Back home, buried in a box of old photos, I have something that should be in a time capsule.
It’s an 8×10 black and white photograph of me when I was seven years old. The year was 1966.
But I’m not alone. It’s a class picture from my First Communion. I’m standing with 50 other children, lined up in front of the altar at St. Peter’s Catholic Church in Olney, Maryland.
The picture doesn’t tell the whole story. I remember wearing a navy blue clip-on necktie and a suit that was too big. I remember the days leading up to it, when Sister St. Margaret made us practice how to receive communion.
I remember the mystery and the wonder of it all.
As I was putting together my thoughts for tonight, I found myself thinking back on that time in my life. I don’t think it’s a coincidence. This is a night saturated in memory.
It is a moment to recall how it all began, to think more deeply about the extraordinary gift that we received and that we continue to receive.
It is a night when we need to remember.
In fact, that’s where this sacred Triduum begins: before we do anything else, we are called to remember.
We hear it in the first reading, from Exodus, the Lord’s words to Moses and Aaron: “This day shall be a memorial feast for you … a perpetual institution.”
We hear it from St.

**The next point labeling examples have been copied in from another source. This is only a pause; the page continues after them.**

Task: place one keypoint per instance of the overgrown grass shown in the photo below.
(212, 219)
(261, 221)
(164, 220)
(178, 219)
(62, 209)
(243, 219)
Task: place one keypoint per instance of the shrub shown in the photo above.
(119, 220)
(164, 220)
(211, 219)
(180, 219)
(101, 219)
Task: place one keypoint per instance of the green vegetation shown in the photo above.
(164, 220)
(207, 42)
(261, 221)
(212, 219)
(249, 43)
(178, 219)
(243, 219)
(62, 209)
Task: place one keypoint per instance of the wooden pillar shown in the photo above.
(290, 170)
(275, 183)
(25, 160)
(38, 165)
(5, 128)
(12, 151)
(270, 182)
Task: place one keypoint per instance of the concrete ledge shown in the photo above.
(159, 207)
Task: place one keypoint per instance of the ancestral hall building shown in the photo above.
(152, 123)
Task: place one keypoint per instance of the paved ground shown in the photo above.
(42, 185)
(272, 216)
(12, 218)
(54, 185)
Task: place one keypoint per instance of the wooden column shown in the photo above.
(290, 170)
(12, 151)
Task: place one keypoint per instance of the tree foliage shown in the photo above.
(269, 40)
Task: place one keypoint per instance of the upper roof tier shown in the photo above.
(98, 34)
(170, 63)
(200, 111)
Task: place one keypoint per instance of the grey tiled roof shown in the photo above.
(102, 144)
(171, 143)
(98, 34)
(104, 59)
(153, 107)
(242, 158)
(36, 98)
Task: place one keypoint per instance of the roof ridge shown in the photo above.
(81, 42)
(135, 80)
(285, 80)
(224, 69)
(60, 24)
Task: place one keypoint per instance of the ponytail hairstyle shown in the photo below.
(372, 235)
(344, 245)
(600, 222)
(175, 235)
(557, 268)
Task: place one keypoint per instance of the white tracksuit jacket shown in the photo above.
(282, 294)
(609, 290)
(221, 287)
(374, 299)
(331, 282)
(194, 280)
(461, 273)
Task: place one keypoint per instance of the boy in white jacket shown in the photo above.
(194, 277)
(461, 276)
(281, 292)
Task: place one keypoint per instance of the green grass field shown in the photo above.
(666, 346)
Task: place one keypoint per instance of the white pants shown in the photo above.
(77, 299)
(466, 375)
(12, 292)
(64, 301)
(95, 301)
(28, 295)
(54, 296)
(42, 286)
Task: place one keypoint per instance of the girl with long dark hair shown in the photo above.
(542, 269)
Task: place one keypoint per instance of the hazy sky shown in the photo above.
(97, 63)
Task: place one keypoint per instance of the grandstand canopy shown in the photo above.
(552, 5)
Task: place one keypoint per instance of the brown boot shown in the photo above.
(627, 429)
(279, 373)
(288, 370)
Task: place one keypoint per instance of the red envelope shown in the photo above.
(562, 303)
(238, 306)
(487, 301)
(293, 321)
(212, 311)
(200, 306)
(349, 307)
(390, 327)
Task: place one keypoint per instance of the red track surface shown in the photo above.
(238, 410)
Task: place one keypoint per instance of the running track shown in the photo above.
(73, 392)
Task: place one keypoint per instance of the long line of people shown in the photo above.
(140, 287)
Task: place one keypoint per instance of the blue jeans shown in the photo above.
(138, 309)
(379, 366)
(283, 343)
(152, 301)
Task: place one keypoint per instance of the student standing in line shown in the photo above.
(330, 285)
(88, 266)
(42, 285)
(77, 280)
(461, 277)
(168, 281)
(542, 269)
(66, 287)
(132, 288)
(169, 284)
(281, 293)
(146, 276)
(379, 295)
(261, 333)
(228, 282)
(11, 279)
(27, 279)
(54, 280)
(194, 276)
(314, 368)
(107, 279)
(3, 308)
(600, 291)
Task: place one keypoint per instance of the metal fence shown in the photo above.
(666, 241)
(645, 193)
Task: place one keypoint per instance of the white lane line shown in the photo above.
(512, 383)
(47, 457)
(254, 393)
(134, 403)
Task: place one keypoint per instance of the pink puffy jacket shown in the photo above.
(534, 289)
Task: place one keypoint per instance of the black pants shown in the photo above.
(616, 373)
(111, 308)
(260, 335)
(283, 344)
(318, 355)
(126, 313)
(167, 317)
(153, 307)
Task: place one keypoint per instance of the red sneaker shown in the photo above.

Paul, who wrote the first account of what happened at the Last Supper, handing on what was handed to him and inscribing these words in scripture, “Do this in remembrance of me.”
And in the Gospel, after washing the feet of his apostles, Jesus tells them, “I have given you a model to follow.” He tells them, in effect: remember what I have done, and do this for others.
For decades, scientists and psychologists have studied the mystery of memory — how memories inspire us, shape us, define us.
One neuropsychologist wrote: “Memories form the basis of what we can imagine and create. We are what we remember.”
It becomes part of our story.
Well, tonight, this is our story, one of sacrifice and surrender and boundless love.
It is the story of what Jesus gave us on the night before his Passion — the very gift of himself under the appearance of bread and wine.
And it is a story being told because we are part of a long line of believers who have gathered on nights like this, in different places and times, in cities and villages and fields and catacombs, to live out his words: “Do this in remembrance of me.”
One place where they are gathering again this Holy Week is Ukraine.
Men, women and children are praying in churches and convents. They are coming together in basements and in underground train stations. There are Roman Catholic priests this Holy Thursday celebrating Mass by candlelight behind barricades and in bomb shelters.
They believe. They hope. They pray. Because they hear Christ’s words call out across history.
“Do this in remembrance of me.”
And so they do.
Here is faith in a moment of doubt, hope in a time of fear, peace amid the ravages of war.
Many of those priests have chosen to stay with their people, despite the danger. They will tell you: this is where they belong.
It is a humbling reminder, and it cannot be said often enough: pray for priests.
Especially here and now. On this night when we celebrate the institution of the Eucharist, we also celebrate the institution of the priesthood.
Pray for all the men who answer the call to serve, including the men who are in this sanctuary tonight, my brother clergy, who walk this journey with us. I know as well as anyone that the last two years have not been easy on them.
Give thanks to God for the men who make it possible for the story, our story, to continue to be told with every Mass, every anointing, every act of reconciliation, every baptism and wedding.
Even now, a new chapter in the story is about to be written.
In just 48 hours, the Elect from RCIA who are here with us tonight will receive their First Communion.
Your First Communion will be a little different from mine. Among other things, your pictures will be in color. And you’re a little older now than I was.
As we begin this sacred Triduum, savor this moment. Cherish the story you are a part of. Keep telling it. With your commitment. With your lives. With your love for one another.
And with profound gratitude.
We are blessed, every one of us, to be here tonight — some of us, for the first time in a long time. It feels like home — like we are gathered again around the table for thanksgiving.
Which is exactly what we are doing.
The word “Eucharist” means “thanksgiving.” How much we have to be thankful for!
Across these three days, we can only be humbled and overwhelmed, as we give thanks to Almighty God for something beyond measure, the gift of his Son.
We cannot forget that.
A French proverb says: “Gratitude is the memory of the heart.”
The heart remembers.
And so tonight, we remember once more.
In a special way this evening, we remember how it all began — that before he opened his arms on the cross for us, God got down on his knees for us.
“As I have done for you, you should also do.”
As we embark on the great journey of these three days, let us pray that we hold that in our hearts, so all that we do will be in remembrance of him.